Email of the day - on how to trade a bubble and its impact on gold
Comment of the Day

August 30 2019

Commentary by Eoin Treacy

Email of the day - on how to trade a bubble and its impact on gold

What is likely to happen to the price of precious metals if a bubble in equities arises for all the reasons that you have stated. Precious metals appear to fall each day that equities perform well. Which sectors/countries are the likely leaders If there is an equities bubble or will we need to wait for the charts to tell us?

Eoin Treacy's view

Gold has rallied impressively to complete a six-year base. The catalyst for that move was the perception the ECB is about to move interest rates below zero. That spurred a massive move in bonds that has created a situation where $17 trillion in nominal bonds are trading with negative yields in Europe and Japan.

The convexity on long-dated bond goes awry when interest rates are negative. Since one of the ways to value gold is as a zero-coupon bond, it is reasonable to expect it to perform when investors are pricing in a negative yield environment.

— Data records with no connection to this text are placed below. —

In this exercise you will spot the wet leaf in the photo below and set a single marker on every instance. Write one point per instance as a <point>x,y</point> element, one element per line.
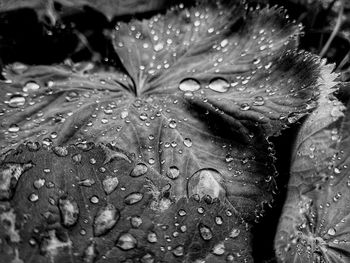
<point>54,8</point>
<point>314,226</point>
<point>203,91</point>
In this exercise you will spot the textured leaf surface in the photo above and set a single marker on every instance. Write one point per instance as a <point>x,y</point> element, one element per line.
<point>203,90</point>
<point>314,226</point>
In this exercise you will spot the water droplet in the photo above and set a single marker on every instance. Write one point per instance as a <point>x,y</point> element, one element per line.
<point>224,43</point>
<point>94,199</point>
<point>152,237</point>
<point>126,242</point>
<point>158,47</point>
<point>60,151</point>
<point>244,107</point>
<point>31,86</point>
<point>172,124</point>
<point>139,169</point>
<point>133,198</point>
<point>16,101</point>
<point>218,220</point>
<point>258,101</point>
<point>205,232</point>
<point>235,233</point>
<point>110,184</point>
<point>219,85</point>
<point>39,183</point>
<point>187,142</point>
<point>219,249</point>
<point>178,251</point>
<point>206,181</point>
<point>331,231</point>
<point>105,219</point>
<point>173,172</point>
<point>189,85</point>
<point>69,210</point>
<point>135,221</point>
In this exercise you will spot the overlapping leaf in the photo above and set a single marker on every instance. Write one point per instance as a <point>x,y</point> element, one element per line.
<point>314,226</point>
<point>203,90</point>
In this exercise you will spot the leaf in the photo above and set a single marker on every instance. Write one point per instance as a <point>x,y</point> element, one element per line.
<point>110,8</point>
<point>69,187</point>
<point>314,226</point>
<point>203,91</point>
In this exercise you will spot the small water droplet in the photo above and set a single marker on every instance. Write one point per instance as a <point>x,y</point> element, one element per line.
<point>105,219</point>
<point>187,142</point>
<point>33,197</point>
<point>219,249</point>
<point>205,232</point>
<point>86,182</point>
<point>244,107</point>
<point>133,198</point>
<point>219,85</point>
<point>39,183</point>
<point>206,181</point>
<point>152,237</point>
<point>110,184</point>
<point>60,151</point>
<point>258,101</point>
<point>331,231</point>
<point>126,242</point>
<point>139,169</point>
<point>172,124</point>
<point>235,233</point>
<point>178,251</point>
<point>189,85</point>
<point>13,128</point>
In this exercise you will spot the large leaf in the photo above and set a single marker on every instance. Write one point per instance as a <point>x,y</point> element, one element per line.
<point>202,92</point>
<point>314,226</point>
<point>52,9</point>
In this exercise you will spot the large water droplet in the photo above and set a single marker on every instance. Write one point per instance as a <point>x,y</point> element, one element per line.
<point>139,169</point>
<point>110,184</point>
<point>173,172</point>
<point>16,101</point>
<point>126,242</point>
<point>189,85</point>
<point>219,85</point>
<point>135,221</point>
<point>69,210</point>
<point>13,128</point>
<point>31,86</point>
<point>87,182</point>
<point>178,251</point>
<point>205,232</point>
<point>152,237</point>
<point>10,173</point>
<point>60,151</point>
<point>133,198</point>
<point>206,181</point>
<point>105,219</point>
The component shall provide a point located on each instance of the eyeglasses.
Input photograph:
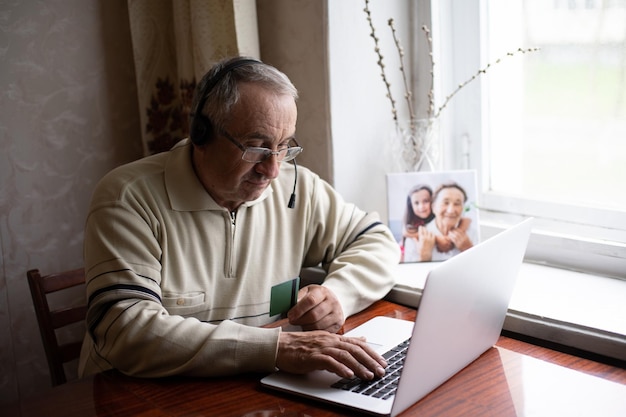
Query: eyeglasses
(255, 154)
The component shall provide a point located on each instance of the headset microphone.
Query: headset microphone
(292, 199)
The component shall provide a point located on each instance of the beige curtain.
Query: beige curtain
(174, 43)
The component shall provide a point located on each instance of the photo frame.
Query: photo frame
(447, 225)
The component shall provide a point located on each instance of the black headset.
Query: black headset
(201, 126)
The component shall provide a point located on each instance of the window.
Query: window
(546, 130)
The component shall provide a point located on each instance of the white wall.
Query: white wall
(361, 118)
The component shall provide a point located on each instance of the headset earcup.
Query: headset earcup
(200, 129)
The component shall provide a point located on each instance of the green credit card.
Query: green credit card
(284, 296)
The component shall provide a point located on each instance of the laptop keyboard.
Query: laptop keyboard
(384, 387)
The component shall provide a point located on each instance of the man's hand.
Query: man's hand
(302, 352)
(317, 309)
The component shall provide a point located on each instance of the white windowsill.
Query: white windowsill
(570, 308)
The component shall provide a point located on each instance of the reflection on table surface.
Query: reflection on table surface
(512, 379)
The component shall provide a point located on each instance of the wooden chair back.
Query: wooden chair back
(50, 320)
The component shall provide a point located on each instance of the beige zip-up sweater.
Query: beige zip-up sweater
(178, 285)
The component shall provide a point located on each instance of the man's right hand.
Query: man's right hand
(303, 352)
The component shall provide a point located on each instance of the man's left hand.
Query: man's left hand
(317, 309)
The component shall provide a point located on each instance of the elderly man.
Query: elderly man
(182, 248)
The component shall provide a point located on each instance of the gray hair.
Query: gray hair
(224, 93)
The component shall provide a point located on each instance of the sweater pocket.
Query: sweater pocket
(185, 303)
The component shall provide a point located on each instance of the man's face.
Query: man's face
(261, 119)
(448, 208)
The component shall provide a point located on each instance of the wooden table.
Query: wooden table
(512, 379)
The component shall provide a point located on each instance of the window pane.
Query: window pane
(557, 116)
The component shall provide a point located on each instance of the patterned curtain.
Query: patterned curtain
(174, 43)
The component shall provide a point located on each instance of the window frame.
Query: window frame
(566, 236)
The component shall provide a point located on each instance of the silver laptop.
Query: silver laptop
(460, 316)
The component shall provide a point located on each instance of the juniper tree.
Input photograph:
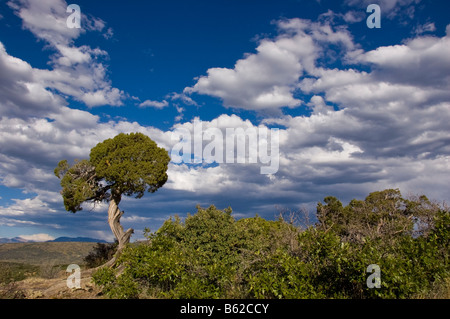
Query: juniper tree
(128, 164)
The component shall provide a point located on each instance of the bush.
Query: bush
(210, 255)
(100, 254)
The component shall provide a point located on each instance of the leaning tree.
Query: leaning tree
(128, 164)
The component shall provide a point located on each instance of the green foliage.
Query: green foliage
(132, 163)
(100, 254)
(128, 164)
(211, 255)
(78, 183)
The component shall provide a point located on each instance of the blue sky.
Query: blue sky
(358, 109)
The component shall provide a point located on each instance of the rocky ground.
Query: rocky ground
(55, 288)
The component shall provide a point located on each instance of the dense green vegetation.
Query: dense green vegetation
(211, 255)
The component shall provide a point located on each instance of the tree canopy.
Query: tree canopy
(128, 164)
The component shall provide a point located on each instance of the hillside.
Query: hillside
(50, 253)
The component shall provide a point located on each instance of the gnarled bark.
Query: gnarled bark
(114, 214)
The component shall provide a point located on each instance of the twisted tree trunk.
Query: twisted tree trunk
(114, 214)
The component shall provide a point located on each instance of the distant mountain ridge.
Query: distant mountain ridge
(77, 239)
(13, 240)
(59, 239)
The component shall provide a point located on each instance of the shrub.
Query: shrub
(210, 255)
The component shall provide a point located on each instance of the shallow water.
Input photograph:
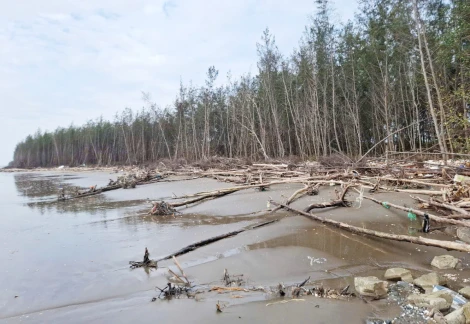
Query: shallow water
(68, 261)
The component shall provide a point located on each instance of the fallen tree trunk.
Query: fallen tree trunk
(202, 243)
(421, 213)
(431, 202)
(307, 189)
(402, 238)
(335, 203)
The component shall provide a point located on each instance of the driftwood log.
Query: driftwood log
(401, 238)
(340, 202)
(435, 218)
(432, 202)
(197, 245)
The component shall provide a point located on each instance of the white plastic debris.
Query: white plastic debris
(316, 260)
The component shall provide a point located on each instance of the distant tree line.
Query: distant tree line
(400, 72)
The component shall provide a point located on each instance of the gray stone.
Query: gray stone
(371, 286)
(459, 316)
(428, 281)
(456, 317)
(398, 274)
(445, 262)
(438, 300)
(465, 291)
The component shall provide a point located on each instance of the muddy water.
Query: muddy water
(67, 262)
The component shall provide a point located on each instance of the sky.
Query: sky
(68, 61)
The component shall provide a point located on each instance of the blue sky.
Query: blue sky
(66, 61)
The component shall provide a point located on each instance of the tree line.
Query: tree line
(396, 78)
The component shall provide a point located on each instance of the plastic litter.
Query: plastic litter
(316, 260)
(386, 205)
(411, 215)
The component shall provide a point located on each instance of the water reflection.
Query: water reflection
(34, 185)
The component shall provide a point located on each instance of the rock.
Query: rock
(438, 300)
(398, 274)
(459, 316)
(371, 286)
(465, 291)
(428, 281)
(463, 233)
(445, 262)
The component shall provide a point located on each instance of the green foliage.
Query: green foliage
(342, 90)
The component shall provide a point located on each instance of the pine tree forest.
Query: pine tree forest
(396, 79)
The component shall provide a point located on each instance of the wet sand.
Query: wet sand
(68, 262)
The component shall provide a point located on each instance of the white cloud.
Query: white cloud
(64, 61)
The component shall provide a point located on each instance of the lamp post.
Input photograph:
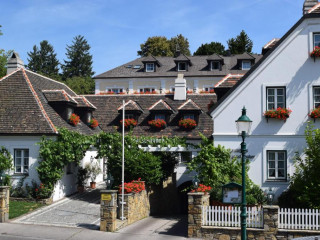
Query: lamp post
(243, 129)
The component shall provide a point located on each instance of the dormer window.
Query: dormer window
(246, 64)
(215, 65)
(182, 66)
(150, 67)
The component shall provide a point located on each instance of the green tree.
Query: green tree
(210, 48)
(81, 85)
(216, 167)
(242, 43)
(43, 60)
(156, 46)
(304, 189)
(181, 44)
(79, 63)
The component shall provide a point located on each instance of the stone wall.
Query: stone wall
(4, 203)
(136, 208)
(269, 231)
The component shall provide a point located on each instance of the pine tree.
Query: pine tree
(242, 43)
(43, 60)
(79, 63)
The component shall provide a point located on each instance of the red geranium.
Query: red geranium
(74, 119)
(158, 123)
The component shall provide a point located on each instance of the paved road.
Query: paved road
(81, 210)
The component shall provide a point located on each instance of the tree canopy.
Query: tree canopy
(161, 46)
(79, 59)
(242, 43)
(43, 60)
(210, 48)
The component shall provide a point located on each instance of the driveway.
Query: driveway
(81, 210)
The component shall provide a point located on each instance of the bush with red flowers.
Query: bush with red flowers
(279, 113)
(128, 123)
(158, 123)
(315, 113)
(202, 188)
(134, 186)
(74, 119)
(187, 123)
(316, 52)
(93, 123)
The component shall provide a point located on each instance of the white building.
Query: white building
(285, 77)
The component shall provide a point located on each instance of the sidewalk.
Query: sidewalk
(80, 210)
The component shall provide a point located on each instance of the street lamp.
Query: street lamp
(243, 128)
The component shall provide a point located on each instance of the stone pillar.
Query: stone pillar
(195, 202)
(108, 210)
(270, 221)
(4, 203)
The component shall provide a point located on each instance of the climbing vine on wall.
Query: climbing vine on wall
(56, 153)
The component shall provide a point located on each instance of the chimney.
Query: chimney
(14, 63)
(308, 4)
(180, 88)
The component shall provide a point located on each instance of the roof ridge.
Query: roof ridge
(43, 111)
(51, 80)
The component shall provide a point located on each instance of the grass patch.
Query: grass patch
(18, 208)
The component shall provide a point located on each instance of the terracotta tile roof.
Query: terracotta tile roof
(109, 118)
(228, 81)
(24, 108)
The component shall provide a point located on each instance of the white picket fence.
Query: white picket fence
(230, 216)
(293, 218)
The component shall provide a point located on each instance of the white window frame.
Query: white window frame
(25, 168)
(179, 68)
(150, 67)
(243, 67)
(275, 88)
(276, 167)
(219, 65)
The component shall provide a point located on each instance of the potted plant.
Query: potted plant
(74, 119)
(187, 124)
(157, 124)
(129, 123)
(82, 176)
(93, 123)
(279, 113)
(93, 171)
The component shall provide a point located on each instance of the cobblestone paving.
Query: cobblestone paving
(81, 210)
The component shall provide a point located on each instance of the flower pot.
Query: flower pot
(93, 185)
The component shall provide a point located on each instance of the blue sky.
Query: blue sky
(116, 28)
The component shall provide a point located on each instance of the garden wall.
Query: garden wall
(269, 231)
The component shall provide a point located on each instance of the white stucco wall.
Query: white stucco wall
(291, 66)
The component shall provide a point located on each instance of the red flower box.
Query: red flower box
(74, 119)
(187, 123)
(130, 122)
(279, 113)
(93, 123)
(158, 124)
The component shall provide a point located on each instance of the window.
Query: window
(276, 161)
(316, 97)
(316, 40)
(115, 90)
(276, 98)
(215, 65)
(159, 116)
(186, 116)
(147, 90)
(21, 161)
(246, 65)
(149, 67)
(182, 66)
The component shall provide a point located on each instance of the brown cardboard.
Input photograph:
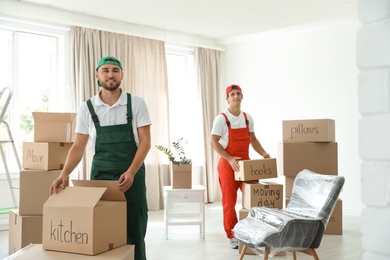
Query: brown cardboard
(263, 194)
(335, 224)
(54, 127)
(83, 220)
(256, 169)
(35, 251)
(23, 230)
(316, 157)
(34, 190)
(181, 176)
(316, 130)
(44, 155)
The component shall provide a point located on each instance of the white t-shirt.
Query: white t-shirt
(112, 115)
(220, 127)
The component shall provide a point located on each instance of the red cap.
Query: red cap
(231, 87)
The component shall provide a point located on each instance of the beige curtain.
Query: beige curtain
(208, 65)
(145, 75)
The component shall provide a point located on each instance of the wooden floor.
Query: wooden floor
(185, 242)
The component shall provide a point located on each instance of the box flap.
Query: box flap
(75, 197)
(53, 117)
(112, 192)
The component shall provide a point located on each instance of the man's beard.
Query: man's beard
(110, 87)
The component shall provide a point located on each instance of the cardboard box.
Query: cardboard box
(335, 224)
(256, 169)
(23, 230)
(317, 157)
(263, 194)
(181, 176)
(317, 130)
(89, 218)
(54, 127)
(35, 251)
(34, 190)
(44, 155)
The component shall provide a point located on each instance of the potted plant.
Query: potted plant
(181, 166)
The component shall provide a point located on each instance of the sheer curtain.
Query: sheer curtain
(145, 75)
(208, 66)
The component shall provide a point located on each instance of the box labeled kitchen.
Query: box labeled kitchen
(23, 230)
(89, 218)
(35, 251)
(316, 130)
(54, 127)
(262, 194)
(34, 187)
(45, 155)
(256, 169)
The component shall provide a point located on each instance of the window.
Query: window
(184, 102)
(32, 67)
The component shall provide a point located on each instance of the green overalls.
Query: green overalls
(115, 149)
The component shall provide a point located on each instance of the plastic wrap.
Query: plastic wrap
(298, 226)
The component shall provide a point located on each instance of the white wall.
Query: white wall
(304, 73)
(373, 59)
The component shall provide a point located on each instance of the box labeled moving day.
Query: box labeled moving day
(45, 155)
(89, 218)
(256, 169)
(262, 194)
(34, 190)
(35, 251)
(317, 157)
(315, 130)
(54, 127)
(23, 230)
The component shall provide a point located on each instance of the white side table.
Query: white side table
(194, 198)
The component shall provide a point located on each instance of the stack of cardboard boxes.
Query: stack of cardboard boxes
(255, 191)
(42, 162)
(310, 144)
(87, 219)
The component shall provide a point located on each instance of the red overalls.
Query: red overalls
(238, 146)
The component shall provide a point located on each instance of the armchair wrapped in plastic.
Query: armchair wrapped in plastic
(298, 227)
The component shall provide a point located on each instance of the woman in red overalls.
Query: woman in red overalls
(232, 133)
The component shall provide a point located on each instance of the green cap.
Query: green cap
(109, 60)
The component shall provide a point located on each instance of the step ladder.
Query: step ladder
(7, 92)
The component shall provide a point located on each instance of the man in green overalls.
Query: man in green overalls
(118, 127)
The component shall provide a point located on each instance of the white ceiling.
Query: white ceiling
(215, 19)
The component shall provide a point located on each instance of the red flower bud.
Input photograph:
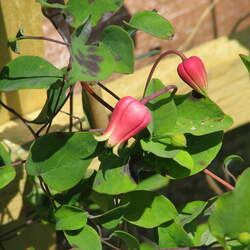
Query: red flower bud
(128, 119)
(193, 72)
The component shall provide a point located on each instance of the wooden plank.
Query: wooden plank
(13, 15)
(229, 86)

This chart highlights the size of the USA’s government deficit plotted against the unemployment rate. It is reasonable to expect that when we do see the next recession that the ability of the government to expand deficits even further will be constrained. There are two conclusions to draw from this supposition. The first is policy makers will do whatever is necessary to avoid a recession. Let’s call that the easy answer. The second is the only way to deal with the inhibitions on the policy front from a future recession will be monetisation of the outstanding debts on an epic scale.

There is a good chance that what we are seeing right now is the evolution of both these events with efforts to avoid a recession first and monetisation which those measures run their course. The downward pressure that is putting on international currencies is the reason gold is hitting new highs against so many of them. 

The relative value play on equities versus bonds and the efforts underway to avoid a recession by blowing out deficits and lowering interest rates are supportive of the bubble hypothesis. The shares that are doing best are not easily captured by ETFs just yet, but they have adopted the subscription business model and share the unifying characteristics of strong reliable modellable cashflows. I’m thinking of consumer staples, utilities, cybersecurity, computer game companies, Microsoft, Amazon, Adobe, Visa, Mastercard etc. These are likely to follow bonds into a bubble.

Gold is only just getting started it is rallying now because of negative yields but it will move centre stage if we see outright monetisation of debts.